İnsan hep bu mu!?… Hep kendisi akkaşıktır da, karşısındakinde midir her türlü melanet?. Kendisini akkaşık sayana göre, herkes kendisi gibi oluverse ne kin kalacaktır gönüllerde, ne de nefret… Öyle mi? Her çeşitten kötülüğün de kökü kazınıverecektir toplumdan… Öyle mi? Zira “onlar” diye hitap edilecek kesim kalmayacaktır.
Haksızlıklar da, hukuksuzluklar da kendisi dışındakilerin eseri yani..
Tanrı insanlığa dair her türden iyi hasletleri kendisinden esirgemezken, niçin böylesine cimri davranmıştır ki, diğer kullarına!?…

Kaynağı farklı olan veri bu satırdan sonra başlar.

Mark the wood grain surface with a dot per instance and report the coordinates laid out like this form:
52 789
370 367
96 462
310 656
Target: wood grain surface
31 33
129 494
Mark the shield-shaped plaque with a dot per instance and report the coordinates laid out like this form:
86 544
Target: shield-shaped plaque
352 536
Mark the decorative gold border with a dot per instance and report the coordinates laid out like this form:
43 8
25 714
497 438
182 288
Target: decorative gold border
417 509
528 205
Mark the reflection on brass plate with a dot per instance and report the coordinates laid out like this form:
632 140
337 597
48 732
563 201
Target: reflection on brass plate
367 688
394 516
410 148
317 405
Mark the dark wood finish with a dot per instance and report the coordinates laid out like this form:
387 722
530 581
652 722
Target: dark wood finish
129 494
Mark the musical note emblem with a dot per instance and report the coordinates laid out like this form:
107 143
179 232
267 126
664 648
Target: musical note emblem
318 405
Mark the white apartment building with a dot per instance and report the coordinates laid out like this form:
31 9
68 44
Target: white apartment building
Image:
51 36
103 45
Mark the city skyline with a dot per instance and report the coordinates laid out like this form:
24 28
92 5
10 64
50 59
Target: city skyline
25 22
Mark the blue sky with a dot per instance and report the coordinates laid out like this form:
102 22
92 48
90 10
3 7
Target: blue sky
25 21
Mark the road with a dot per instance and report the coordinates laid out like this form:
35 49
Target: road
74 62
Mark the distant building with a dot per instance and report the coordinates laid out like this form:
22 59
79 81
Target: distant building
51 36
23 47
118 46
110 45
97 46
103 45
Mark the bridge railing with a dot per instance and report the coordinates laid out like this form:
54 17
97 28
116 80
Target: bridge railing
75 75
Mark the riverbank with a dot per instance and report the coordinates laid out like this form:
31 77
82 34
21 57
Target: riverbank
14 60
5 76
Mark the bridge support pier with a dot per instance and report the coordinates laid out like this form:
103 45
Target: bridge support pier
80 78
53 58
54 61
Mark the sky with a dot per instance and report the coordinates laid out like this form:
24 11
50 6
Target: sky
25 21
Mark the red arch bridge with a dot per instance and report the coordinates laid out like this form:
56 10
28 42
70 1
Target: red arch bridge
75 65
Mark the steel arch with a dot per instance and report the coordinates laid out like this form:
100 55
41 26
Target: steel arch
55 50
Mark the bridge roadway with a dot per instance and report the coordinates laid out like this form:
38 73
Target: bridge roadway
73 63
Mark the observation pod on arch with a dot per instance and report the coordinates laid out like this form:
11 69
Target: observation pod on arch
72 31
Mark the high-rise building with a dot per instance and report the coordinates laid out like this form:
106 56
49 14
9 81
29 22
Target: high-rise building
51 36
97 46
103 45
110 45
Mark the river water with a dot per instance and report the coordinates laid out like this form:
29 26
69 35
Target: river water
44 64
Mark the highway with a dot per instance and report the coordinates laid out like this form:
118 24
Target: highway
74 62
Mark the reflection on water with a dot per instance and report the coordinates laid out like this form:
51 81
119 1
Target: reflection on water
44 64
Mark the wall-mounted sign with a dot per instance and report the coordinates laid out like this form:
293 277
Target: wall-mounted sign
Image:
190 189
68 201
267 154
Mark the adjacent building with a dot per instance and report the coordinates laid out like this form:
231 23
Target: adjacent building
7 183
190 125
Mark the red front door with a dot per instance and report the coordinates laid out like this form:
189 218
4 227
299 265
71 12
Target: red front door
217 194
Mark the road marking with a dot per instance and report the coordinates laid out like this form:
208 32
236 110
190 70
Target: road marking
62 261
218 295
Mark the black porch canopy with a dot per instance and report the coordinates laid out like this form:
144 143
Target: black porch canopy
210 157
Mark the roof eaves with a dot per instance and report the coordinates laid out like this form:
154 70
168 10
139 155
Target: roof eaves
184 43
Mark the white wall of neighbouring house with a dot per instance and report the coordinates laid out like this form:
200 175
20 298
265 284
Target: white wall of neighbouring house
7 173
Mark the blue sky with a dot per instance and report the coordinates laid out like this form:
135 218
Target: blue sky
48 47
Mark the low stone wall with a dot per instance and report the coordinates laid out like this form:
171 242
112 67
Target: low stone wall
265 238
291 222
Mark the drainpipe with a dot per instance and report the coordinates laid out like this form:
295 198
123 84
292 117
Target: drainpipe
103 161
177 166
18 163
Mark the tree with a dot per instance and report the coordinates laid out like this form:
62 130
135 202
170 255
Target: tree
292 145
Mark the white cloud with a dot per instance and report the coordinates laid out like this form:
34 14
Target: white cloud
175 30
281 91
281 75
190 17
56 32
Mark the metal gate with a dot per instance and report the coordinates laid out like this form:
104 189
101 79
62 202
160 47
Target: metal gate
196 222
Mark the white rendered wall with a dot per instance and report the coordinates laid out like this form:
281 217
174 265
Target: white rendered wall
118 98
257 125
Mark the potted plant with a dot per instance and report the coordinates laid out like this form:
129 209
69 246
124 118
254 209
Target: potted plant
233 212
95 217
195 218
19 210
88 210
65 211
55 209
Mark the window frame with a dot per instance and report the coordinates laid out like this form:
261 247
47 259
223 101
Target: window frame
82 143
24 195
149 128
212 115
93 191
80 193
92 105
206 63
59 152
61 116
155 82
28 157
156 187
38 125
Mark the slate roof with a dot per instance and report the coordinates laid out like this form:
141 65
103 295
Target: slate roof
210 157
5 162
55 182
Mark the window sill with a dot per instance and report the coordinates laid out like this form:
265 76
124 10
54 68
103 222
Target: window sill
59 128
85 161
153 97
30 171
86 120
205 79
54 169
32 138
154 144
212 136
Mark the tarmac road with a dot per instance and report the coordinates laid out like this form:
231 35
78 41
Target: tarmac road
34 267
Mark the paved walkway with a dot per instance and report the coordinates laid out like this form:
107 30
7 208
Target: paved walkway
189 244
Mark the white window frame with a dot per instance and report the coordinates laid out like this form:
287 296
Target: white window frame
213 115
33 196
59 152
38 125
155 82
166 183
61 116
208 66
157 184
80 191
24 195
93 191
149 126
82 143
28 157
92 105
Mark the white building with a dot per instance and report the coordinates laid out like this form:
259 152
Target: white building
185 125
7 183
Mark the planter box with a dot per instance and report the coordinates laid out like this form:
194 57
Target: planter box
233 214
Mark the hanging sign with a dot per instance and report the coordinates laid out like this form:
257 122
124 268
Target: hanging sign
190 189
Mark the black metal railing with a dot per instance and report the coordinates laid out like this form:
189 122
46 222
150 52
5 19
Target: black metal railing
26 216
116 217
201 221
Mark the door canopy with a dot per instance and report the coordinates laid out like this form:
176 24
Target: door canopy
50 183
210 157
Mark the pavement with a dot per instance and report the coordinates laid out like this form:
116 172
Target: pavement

Bilimsel karşılığı yatsıtmadır bunun. Yani, kendi eksiği üzerinden karşıyı suçlama… Basitliğin ve acizliğin bir başka şekli yani…
*
Psikolojik bir rahatsızlıktır yansıtma. Her melaneti kendisi dışında aramak… Kendi çevresi dışındakileri “hasım” görmek… Kendisi dışındakileri kötülüklerin kaynağı görmek… Bir psikolojik bozukluğun ürünüdür bu durum.

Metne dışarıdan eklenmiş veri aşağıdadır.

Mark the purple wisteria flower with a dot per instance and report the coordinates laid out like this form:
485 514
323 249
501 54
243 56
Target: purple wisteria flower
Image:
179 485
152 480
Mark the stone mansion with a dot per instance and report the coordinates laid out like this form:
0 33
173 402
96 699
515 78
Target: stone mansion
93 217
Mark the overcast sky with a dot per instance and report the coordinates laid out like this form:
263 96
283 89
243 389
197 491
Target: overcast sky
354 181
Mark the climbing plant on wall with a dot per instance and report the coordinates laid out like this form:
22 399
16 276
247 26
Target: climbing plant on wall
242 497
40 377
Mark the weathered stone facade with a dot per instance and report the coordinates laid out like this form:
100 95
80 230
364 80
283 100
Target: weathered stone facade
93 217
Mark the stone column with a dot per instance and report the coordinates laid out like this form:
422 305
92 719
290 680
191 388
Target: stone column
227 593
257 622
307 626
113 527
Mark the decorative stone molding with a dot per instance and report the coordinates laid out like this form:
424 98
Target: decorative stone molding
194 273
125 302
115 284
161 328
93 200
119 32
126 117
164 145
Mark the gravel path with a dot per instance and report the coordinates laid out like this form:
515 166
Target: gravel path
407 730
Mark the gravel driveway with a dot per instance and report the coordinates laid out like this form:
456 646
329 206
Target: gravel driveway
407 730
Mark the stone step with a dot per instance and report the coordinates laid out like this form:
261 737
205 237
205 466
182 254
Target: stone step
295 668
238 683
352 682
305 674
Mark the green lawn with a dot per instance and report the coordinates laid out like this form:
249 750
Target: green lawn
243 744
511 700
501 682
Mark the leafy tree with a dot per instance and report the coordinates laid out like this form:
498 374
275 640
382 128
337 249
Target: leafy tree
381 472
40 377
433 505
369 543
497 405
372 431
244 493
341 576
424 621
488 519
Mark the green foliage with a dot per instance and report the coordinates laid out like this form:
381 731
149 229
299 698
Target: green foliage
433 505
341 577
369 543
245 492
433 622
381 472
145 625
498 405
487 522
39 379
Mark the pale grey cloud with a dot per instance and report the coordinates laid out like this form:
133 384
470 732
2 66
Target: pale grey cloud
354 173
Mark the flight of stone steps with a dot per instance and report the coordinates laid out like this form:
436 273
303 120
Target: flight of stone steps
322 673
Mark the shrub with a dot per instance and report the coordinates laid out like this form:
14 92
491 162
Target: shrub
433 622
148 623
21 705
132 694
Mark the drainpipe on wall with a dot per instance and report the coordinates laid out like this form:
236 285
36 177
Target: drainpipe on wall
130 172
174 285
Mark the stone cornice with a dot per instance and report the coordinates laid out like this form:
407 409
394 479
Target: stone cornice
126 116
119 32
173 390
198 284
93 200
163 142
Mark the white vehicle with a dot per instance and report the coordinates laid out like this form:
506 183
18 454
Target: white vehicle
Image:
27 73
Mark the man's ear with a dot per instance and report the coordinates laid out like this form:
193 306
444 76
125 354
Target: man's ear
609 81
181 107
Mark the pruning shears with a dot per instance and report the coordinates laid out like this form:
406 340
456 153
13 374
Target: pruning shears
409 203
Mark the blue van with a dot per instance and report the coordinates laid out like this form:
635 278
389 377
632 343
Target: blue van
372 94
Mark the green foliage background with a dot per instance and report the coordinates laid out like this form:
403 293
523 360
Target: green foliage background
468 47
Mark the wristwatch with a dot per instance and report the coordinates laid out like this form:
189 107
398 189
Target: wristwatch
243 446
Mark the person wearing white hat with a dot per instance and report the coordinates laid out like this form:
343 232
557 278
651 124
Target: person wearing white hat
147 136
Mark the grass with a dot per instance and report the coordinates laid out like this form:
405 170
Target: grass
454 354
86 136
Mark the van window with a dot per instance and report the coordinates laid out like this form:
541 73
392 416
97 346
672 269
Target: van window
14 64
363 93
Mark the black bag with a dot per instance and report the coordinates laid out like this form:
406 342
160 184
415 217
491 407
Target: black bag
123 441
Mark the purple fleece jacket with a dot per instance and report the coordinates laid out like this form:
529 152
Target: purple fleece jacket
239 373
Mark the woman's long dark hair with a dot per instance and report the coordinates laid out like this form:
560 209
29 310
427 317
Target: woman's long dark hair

Şayet toplum eleştirel düşünce sistemi yerine, özellikle eğitim yoluyla dogmatik baskılara maruz bırakılmışsa, psikolojik rahatsızlık sayılan “yansıtma”ya maruz kişiler toplumda geniş yandaş kitleleri bulur. Tarihin kaydettiği bütün diktatörlerin türeme şekli budur.
Kendilerini yeterince topluma anlatamayan, toplumda aradığı yeri bulamayan, kısaca toplumla bir biçimde hesabı olan herkes “yandaş” olmaya gönüllüdür. Kendisini ifadeye alan bulmuştur.
Bu noktaya gelmiş veya getirilmiş olan toplumda “ortak akıl” oluşamaz. Çünkü kendileri için düşünen, kendileri için söyleyen, gerektiğinde kendileri için öfkelenen, hatta söven birisi vardır. Akıl yürütmenin, çare üretmenin, geleceği yönlendirmeye dair rol üstlenmenin gereği yoktur. Herşeyi “O” bilir… “O” düşünür, “O” yapar.
Şayet toplumda “Ben bilmem “O” bilir” düzeni yerleşmişse, gelenekselleşmiş bu yapıyı bilinen sosyolojik yöntemlerle yıkmak kolay değildir. Zira “O bilir” yöntemi, gitmemenin de usul ve yöntemlerini sonuna kadar kullanmasınıni bilecek ve o usul ye yöntemleri(!) de kendisi için hem mübah hem de yasal hak sayacaktır.
*
Özü “O Bilir” olarak özetlenebilen böylesi bir “yansıtmacı” tek adam düzenin hakimiyeti altında bulunan bir toplumda “geleneksel muhalefet” yöntemlerinin işe yaramayacağı açıktır.
Aklı başındaki muhalefetin ilk bilmesi gereken nokta budur.
Hele ki, muhalefete musallat olan kendi içindeki koltuk kavgası “O Bilir” idaresine sonsuz serbestide hareket olanağı sağlıyorsa… Kahırdan başka ne düşer muhalefetten yana tavır almışlara!…
Yeri ve zamanı geldiğinde gereken görevi üstlenemeyen ve gereğini yapamayan muhalefete “OLMAZ OLSUN!” demek geliyor içimizden de; neylersin ki; YAŞADIĞIMIZ TOPLUMU, “demokratik, laik sosyal bir hukuk devleti kılma” yönünde verilmiş bir sözümüz var.